Ebu Hafs-ı Haddad en- Nişaburi (Radiyallah-u anhu)- 8

02 Ocak 2009 Cuma

Girnavas tepesinde kazı çalışmalrın eseri (Nusaybin)

Ebu Hafs-ı Haddad en- Nişaburi (Radiyallah-u anhu)- 8

Talebesi ve damadı olan Hayri-i Nişaburi şöyle anlatıyor;

Nişabur’a ona talebe olmak için gitmiştim. Henüz çok gençtim. Yanına gittim. Bana;

-“Sen henüz gençsin, bizimle oturamazsın.” Buyurdular. Ve beni kabul etmediler.

Çıkarken arkamı dönerek gitmedim. Arka arka giderek çıktım. KALBİM ONA ÇOK ISINMIŞTI. Bir müddet sonra kapısına tekrar vardım, bekledim. Bir yere gidemiyordum.

İçimden;

-“Şu kapının önüne bir çukur kazayım, içine gireyim ondan çık emri gelinceye kadar orada durayım.” Diyordum.

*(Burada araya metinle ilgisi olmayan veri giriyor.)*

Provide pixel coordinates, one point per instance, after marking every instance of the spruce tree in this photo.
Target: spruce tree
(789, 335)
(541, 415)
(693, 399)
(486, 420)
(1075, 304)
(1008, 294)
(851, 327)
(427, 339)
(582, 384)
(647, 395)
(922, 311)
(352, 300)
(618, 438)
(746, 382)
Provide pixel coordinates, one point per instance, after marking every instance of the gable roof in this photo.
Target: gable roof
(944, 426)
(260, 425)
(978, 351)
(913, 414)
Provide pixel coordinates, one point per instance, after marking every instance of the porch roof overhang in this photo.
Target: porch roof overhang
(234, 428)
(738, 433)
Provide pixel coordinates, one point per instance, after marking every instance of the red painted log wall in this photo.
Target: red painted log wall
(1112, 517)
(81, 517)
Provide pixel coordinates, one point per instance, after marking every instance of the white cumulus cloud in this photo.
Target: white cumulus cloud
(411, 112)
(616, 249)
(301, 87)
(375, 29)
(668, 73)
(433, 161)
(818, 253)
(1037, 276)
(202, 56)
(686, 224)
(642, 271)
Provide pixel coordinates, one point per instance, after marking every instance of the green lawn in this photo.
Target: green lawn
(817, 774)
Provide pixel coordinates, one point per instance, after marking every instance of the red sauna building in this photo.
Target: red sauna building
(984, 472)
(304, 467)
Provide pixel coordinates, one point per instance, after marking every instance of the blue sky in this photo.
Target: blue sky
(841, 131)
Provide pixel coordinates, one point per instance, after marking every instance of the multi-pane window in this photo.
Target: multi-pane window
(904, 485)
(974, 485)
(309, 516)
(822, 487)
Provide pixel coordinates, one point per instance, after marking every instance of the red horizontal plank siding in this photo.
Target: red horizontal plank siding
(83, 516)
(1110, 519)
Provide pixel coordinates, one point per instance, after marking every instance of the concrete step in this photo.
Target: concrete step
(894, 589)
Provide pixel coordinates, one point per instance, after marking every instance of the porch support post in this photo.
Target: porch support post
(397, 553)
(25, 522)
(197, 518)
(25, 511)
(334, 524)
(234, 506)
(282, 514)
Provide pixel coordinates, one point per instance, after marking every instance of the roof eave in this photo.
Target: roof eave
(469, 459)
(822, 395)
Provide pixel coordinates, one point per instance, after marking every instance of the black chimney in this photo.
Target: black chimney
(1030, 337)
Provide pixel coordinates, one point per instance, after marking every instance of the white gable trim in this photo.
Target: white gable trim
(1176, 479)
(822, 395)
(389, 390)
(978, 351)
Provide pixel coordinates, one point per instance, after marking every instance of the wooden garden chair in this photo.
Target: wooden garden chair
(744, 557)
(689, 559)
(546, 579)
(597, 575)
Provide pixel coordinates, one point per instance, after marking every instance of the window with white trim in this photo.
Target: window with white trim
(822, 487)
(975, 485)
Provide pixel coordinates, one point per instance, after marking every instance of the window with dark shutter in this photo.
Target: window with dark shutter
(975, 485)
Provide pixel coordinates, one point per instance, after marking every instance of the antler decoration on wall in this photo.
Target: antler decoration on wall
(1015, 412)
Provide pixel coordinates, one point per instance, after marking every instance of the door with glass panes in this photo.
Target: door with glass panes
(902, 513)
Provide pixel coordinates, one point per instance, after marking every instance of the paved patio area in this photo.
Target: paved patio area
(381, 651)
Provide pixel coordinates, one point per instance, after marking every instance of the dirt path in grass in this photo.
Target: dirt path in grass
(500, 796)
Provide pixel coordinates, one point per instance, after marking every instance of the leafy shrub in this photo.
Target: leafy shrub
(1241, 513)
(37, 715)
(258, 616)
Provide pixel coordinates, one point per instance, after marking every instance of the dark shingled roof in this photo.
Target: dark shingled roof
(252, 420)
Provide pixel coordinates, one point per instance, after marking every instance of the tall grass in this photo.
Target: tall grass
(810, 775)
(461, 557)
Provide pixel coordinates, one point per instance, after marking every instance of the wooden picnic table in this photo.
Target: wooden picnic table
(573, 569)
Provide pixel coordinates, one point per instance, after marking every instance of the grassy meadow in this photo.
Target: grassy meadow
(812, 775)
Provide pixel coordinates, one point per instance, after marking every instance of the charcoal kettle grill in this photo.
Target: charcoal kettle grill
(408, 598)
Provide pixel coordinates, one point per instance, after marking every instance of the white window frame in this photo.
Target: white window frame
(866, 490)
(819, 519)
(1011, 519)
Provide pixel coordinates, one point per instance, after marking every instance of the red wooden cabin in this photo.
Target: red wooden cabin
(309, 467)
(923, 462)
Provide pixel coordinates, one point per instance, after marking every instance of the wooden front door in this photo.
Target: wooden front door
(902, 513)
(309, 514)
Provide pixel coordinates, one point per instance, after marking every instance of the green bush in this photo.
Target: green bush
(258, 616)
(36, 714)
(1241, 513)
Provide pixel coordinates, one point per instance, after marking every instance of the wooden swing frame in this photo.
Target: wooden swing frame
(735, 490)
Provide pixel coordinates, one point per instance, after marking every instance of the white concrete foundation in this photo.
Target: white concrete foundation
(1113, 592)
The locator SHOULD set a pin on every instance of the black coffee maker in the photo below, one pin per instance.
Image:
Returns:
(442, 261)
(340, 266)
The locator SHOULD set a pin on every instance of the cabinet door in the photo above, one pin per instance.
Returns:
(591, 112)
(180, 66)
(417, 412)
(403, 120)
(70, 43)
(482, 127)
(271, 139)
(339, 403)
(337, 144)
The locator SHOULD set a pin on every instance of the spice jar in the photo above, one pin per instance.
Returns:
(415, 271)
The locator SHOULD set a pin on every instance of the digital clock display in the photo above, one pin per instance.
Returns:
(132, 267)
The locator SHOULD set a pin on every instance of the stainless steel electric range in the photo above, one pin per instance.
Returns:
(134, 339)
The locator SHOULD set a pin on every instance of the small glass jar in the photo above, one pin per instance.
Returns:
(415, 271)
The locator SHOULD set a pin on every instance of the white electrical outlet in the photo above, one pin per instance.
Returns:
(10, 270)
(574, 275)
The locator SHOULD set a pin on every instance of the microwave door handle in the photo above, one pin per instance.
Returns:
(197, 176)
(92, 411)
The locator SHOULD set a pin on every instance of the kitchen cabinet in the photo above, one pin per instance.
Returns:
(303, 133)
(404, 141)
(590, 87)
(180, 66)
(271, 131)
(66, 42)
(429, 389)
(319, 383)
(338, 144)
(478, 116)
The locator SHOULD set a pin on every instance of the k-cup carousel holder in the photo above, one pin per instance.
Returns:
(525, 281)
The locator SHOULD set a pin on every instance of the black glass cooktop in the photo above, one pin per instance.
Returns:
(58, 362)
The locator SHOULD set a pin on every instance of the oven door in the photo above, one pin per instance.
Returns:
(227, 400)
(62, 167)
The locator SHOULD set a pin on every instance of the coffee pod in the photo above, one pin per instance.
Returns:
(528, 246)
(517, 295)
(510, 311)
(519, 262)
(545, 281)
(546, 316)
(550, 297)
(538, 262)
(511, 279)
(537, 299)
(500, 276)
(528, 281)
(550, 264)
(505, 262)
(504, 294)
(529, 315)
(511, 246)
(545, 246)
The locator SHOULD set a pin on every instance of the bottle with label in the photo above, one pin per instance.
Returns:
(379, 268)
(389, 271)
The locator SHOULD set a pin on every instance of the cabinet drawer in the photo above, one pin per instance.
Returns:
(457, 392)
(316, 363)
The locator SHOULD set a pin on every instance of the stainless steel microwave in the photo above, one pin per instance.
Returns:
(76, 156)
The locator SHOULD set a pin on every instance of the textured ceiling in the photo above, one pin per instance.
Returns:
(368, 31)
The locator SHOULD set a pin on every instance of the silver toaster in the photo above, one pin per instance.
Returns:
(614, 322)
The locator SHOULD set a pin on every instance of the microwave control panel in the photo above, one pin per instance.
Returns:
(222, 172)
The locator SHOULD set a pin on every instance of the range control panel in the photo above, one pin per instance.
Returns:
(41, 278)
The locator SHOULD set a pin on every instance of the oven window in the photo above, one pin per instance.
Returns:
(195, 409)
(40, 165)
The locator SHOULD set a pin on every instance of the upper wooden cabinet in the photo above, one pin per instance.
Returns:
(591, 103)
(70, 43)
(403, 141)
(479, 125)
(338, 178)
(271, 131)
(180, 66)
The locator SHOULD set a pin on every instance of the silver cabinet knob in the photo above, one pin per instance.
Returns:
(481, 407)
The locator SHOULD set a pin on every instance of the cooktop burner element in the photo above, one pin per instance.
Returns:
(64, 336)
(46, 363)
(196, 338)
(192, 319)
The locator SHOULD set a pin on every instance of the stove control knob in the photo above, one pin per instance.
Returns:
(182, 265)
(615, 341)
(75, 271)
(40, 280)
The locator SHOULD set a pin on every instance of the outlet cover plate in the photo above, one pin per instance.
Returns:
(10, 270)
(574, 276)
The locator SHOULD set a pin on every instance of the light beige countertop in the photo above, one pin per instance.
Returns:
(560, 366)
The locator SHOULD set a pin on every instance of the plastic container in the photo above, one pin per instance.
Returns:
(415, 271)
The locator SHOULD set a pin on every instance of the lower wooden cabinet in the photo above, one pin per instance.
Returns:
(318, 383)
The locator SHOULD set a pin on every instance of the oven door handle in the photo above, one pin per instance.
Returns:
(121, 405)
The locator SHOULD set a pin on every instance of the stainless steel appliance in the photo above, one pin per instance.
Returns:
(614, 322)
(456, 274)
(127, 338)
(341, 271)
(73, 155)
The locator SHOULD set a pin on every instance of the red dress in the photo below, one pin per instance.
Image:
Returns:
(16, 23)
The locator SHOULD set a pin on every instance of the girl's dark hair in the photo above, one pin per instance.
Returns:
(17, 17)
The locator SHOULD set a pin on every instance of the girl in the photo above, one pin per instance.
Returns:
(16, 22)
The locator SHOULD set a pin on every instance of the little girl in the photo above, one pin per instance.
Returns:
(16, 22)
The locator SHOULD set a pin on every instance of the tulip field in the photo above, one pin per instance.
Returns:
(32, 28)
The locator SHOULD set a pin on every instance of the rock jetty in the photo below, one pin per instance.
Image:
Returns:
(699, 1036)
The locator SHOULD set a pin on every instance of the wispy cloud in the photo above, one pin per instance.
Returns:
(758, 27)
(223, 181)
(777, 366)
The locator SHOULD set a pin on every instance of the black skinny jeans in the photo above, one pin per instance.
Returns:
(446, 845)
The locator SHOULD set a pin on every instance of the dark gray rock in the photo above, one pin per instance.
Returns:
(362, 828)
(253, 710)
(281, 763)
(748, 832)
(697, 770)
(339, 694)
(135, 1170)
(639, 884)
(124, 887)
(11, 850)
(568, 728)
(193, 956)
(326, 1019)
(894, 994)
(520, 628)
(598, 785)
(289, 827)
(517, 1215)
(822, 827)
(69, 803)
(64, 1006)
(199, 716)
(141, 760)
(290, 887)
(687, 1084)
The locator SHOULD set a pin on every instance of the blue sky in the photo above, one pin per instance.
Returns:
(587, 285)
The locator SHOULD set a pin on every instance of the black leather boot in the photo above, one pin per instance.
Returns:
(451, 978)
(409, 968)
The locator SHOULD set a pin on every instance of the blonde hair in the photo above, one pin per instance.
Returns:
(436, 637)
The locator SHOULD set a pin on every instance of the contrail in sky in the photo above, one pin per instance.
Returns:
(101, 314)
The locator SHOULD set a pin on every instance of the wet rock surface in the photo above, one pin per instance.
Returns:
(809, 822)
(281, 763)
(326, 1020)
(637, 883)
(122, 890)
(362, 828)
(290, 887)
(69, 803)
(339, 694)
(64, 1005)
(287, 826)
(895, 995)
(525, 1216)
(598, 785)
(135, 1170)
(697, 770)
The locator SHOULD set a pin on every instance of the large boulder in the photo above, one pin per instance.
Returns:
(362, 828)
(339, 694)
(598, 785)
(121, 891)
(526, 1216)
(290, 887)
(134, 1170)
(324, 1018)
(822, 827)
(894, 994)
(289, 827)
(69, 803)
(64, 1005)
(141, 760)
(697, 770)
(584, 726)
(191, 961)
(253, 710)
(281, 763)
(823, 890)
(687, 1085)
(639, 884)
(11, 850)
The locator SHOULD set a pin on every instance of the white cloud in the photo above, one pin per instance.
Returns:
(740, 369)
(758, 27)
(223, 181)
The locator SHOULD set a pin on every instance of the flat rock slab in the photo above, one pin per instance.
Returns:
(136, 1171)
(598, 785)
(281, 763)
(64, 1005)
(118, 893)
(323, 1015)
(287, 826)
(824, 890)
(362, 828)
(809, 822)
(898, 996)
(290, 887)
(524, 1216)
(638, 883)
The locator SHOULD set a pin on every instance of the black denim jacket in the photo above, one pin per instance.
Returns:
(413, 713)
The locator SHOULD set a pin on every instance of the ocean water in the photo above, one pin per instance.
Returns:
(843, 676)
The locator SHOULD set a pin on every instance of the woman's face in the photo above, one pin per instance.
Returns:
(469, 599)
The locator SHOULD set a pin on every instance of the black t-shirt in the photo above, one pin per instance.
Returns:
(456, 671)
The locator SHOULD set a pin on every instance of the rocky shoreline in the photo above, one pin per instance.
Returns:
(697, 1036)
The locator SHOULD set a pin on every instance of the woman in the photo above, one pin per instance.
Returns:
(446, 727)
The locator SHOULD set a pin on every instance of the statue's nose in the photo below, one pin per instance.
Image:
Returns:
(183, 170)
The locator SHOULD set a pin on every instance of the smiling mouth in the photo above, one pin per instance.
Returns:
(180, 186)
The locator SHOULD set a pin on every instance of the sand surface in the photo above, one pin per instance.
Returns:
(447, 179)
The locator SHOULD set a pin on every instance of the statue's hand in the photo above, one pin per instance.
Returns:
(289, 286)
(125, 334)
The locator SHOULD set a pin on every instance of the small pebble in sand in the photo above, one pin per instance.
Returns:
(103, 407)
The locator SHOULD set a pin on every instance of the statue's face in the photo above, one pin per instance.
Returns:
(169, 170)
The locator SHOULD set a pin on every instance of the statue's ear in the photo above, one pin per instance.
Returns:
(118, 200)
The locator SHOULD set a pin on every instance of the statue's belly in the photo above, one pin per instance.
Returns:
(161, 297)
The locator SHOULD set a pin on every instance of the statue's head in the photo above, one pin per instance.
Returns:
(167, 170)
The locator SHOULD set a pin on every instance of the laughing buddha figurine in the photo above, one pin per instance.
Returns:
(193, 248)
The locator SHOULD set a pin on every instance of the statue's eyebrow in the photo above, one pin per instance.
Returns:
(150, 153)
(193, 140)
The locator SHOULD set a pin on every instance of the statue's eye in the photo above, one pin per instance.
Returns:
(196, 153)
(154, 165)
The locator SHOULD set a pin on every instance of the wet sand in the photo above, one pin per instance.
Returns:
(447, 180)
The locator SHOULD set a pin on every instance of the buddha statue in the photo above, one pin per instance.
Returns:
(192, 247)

Hatta yapmaya da karar vermiştim. Sonra sadakatımı anladı ve beni çağırdı. Huzuruna aldı. Gönlümü hoş etti ve Talebeliğe kabul etti.”

Bir gün Ona;

-“Aklı başında bir kimse, kendisine zülmeden birini ma’zur görebilir mi?” diye sordular.

O da şu cevabı verdi;

-“Evet, mümkündür. Ama o zülmedeni, kendisine Allah-u teâlâ tarafından gönderilmiş bir ni’met olarak bilirse!..”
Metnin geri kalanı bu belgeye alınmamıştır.